Atlas Aviation was established in 2002 by entrepreneur, Deric Dymerski after he won the city contract to lease this FBO. Once a career-ladder-climbing manager for the large corporate FBO chains, Landmark and Signature, Dymerski launched off on his own with the support of his wife, Tammy. From 2002 through 2004 Florida experienced its worst hurricane seasons in a century, and then the recession hit hard in 2006. Dymerski attempted to expand with the purchase of another FBO in the area, but that ended badly and nearly put Atlas out of business. You could say they’ve weathered a few storms.

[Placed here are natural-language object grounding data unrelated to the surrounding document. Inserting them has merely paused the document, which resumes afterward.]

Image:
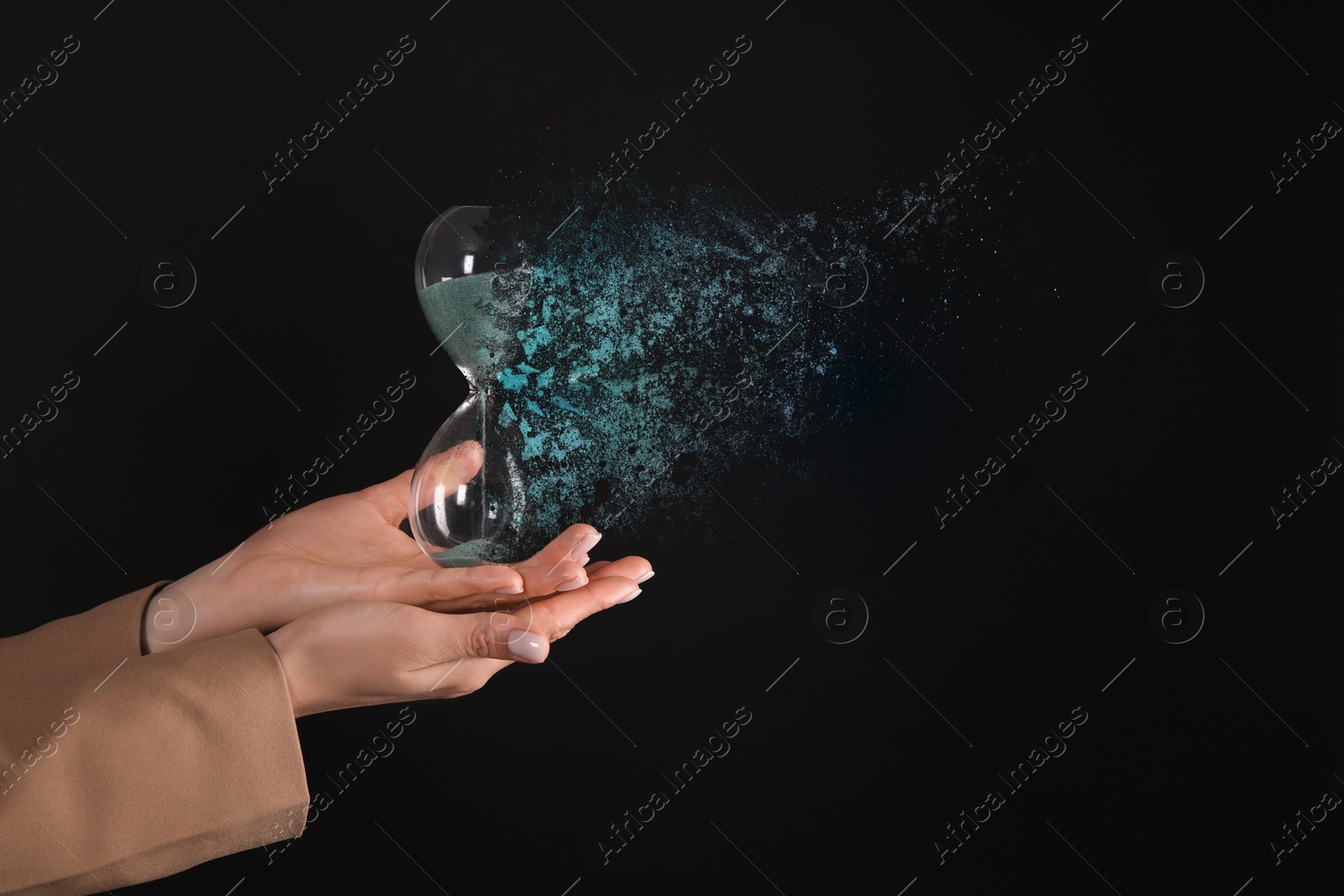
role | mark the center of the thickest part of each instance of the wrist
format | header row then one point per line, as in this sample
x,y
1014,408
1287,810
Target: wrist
x,y
288,654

At his side has been, besides Tammy, Dymerski’s general manager, Mike Quinn. Quinn, a scrappy former Army aviation ground and fuel specialist, says a day at Atlas is like a soap opera, ‘As the Beacon Turns,’ referring to the everchanging nature of a typical day at an FBO. He’s on call at all times—as Dymerski gleefully says, it’s Quinn’s phone number on the entrance door, not his—and tasks during his day can include dealing with tenants, monitoring the fuel inventory, overseeing maintenance work, and crunching numbers. “Most people have no idea of the magnitude of running an airport FBO,” he says. “They think it’s like a club where we are playing with our toys. But it’s a huge operation. It’s a complex and interesting job.”

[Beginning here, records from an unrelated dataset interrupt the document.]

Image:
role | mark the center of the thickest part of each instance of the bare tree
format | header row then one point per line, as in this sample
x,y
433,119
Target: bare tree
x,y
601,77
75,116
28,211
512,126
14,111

An FBO is a lifeline of sorts for people who haven’t quite figured out their life’s path. In fact, working at an FBO is a good place to figure out what you want to do when you grow up. (Dymerski claims he’s still working on that at age forty-eight.) Chief Pilot Chris Gillispie took the traditional college-to-career path, landing a job at MetLife, but when the junior accountant couldn’t keep his mind off flying, he left to start flight instructing. Next month he leaves Atlas Aviation after seven years to become a first officer for a regional airline. Quinn laments—but not in a sad way—that just last month he lost five employees in two weeks. All went off to pursue careers in various aviation industries, from the airlines to the military or the local sheriff ’s department flying helicopters. “I look for entry-level people who eventually become big ambition people,” he says.

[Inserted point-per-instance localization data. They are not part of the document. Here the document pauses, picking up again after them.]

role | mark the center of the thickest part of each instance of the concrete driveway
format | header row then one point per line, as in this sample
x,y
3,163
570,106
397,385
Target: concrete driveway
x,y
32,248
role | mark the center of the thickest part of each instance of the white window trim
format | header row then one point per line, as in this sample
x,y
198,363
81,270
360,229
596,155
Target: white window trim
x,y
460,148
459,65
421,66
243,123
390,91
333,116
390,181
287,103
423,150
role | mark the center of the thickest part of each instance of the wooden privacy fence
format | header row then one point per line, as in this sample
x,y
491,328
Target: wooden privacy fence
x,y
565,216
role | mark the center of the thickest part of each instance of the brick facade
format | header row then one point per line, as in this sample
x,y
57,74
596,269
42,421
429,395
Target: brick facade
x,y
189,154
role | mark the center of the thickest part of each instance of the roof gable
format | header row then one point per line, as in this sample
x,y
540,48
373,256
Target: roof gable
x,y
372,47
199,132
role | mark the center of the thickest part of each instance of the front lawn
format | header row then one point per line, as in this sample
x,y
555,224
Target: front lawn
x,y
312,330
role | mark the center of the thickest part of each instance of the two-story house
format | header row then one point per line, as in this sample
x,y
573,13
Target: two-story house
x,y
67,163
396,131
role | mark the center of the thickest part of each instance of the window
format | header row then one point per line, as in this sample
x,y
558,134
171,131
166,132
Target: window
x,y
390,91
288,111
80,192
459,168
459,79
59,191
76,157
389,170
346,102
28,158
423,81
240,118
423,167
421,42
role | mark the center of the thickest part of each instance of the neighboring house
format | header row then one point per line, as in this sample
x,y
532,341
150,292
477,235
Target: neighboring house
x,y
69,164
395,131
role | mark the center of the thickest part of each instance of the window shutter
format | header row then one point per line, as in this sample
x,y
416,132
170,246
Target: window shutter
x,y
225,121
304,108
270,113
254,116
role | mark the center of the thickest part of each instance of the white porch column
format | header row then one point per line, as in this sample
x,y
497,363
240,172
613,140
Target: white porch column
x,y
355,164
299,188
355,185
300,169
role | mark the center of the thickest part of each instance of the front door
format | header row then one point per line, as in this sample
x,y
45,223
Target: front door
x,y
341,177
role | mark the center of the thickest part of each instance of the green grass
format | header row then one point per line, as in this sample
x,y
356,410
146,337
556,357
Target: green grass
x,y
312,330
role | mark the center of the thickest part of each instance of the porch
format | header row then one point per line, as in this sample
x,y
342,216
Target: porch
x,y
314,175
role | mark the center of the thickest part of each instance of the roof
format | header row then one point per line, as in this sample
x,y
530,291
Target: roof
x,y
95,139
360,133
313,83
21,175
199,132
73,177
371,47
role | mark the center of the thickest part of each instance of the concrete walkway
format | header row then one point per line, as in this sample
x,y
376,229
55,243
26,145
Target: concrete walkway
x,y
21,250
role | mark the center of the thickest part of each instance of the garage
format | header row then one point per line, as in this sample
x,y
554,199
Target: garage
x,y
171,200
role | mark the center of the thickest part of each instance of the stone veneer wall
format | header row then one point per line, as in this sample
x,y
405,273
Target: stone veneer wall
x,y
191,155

Then there’s Roy Pulliam, line service supervisor, who has been working at Peter O. Knight for more than twenty years. He left once to pursue the opportunity to shoot photos and video for news stations, but came back several years ago. “I love it here. I love the airport. It’s a refuge and Zen place for me,” says Pulliam, who lost his first wife to cancer when he first started working here. “Deric and Mike and Tammy have brought a level of professionalism while keeping it a community and comfortable. Deric truly has studied at the graduate school level of the aviation business. And it shows.”
Day is done
Cruz will close up the office at 7:00 p.m. and the maintenance guys eventually will turn off the lights in Hangar A, content to resume their artistry work tomorrow as aircraft reimaging specialists. Jim Brewer can re-create just about anything out of fiberglass, aluminum, and sheet metal. The sun is setting as a massive cruise ship sails by at the end of a taxiway. “We get some really cool stuff here,” Dymerski admits. A tenant is practicing touch and goes on Runway 22 and another tenant lands and checks himself into his own hangar. Dymerski starts off for the night but gets a call from a contractor working on the server. The computer system is offline. He’ll go back in and attempt to straighten things out, even though he has an hour drive home. Quinn’s phone number may be on the door, but the FBO lease has Dymerski’s name on it.